Allegro.cc - Online Community

Allegro.cc Forums » Programming Questions » bool faster than bitwise?

This thread is locked; no one can reply to it. rss feed Print
 1   2 
bool faster than bitwise?
Mark Oates
Member #1,146
March 2001
avatar

is it faster in practice to list your boolean values individually, or pack them into a bit and get their values with bitwise operators?

In magic land, it seems like bitwise would be faster to get because it's more 'low level'. But I imagine it would actually be slower since you need to operate on the bit before doing the actual true/false comparison.

--
Visit CLUBCATT.com for cat shirts, cat mugs, puzzles, art and more <-- coupon code ALLEGRO4LIFE at checkout and get $3 off any order of 3 or more items!

AllegroFlareAllegroFlare DocsAllegroFlare GitHub

Arthur Kalliokoski
Second in Command
February 2005
avatar

There are single assembly language instructions to test individual bits, and you can test multiple bits at once with immediate operands, although IIRC those are slightly slower than comparing entire integers to zero (boolean). As always, time it both ways (with rdtsc, if possible) and go with the faster version. If the times are so close as to be inconclusive, go with the "easy to understand" version.

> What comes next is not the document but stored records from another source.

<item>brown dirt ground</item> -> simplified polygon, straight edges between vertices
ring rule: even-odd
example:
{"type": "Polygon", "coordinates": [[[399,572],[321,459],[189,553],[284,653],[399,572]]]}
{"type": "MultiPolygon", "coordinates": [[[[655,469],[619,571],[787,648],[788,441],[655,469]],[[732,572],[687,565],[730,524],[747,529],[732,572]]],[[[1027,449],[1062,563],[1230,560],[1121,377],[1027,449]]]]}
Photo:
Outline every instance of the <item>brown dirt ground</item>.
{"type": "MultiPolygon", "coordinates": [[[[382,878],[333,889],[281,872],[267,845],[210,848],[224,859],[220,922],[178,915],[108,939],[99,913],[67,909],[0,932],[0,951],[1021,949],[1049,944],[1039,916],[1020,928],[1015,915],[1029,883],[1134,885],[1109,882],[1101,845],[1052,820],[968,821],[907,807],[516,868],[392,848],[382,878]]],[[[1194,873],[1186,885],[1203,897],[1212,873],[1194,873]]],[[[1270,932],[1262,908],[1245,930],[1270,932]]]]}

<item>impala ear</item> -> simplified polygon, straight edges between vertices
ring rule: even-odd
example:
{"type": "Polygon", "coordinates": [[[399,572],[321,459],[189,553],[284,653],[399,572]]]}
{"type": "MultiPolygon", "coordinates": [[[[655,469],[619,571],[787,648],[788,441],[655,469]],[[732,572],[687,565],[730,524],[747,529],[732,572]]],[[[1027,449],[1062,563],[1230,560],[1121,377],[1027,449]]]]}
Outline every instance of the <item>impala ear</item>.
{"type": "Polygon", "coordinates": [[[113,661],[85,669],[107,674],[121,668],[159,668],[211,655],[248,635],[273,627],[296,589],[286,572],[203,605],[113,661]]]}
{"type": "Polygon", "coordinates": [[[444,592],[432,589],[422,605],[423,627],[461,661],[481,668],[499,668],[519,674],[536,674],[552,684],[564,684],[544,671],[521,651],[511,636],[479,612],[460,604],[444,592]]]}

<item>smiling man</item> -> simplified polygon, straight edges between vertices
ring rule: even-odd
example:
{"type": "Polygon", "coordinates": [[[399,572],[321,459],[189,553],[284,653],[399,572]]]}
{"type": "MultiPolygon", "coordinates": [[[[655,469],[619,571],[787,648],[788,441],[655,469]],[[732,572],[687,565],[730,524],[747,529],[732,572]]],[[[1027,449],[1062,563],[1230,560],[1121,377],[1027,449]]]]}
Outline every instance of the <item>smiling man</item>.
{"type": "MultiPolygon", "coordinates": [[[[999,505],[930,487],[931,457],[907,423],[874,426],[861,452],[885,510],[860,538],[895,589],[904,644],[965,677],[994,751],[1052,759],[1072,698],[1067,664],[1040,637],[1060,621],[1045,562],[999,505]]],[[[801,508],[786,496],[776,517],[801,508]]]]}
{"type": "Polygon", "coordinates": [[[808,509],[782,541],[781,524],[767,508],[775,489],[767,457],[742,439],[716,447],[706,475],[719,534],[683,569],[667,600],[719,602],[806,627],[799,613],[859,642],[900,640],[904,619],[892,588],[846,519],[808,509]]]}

Nota bene: If you have a huge amount of items to test, using the bitfields may be faster since they won't blow out the L1 cache.

They all watch too much MSNBC... they get ideas.

Milan Mimica
Member #3,877
September 2003
avatar

I challenge you to write a test program which proves one technique is faster than the other.

ImLeftFooted
Member #3,935
October 2003
avatar

bool isBoolFasterThanBitwise()
{
    return rand() & 1;
}

(It uses both bitwise and bool!)

Jonatan Hedborg
Member #4,886
July 2004
avatar

I'd bet my bamccaig's left nut this is never going to be a performance bottleneck in any real application.

That being said; I would imagine the bool version is faster, since it deals with the CPU's native word size and has fewer operations. Cache issues might come into effect at some point... If you have gazillions of these checks, it might be a memory usage issue more than a performance issue.

James Stanley
Member #7,275
May 2006
avatar

I wrote an eratosthenes sieve prime calculator, and I assumed that using bools (actually it was C so I used chars...) would be faster than using a bit vector. At one point I started running out of memory so I switched to using a bit vector and was astounded by how much faster it was.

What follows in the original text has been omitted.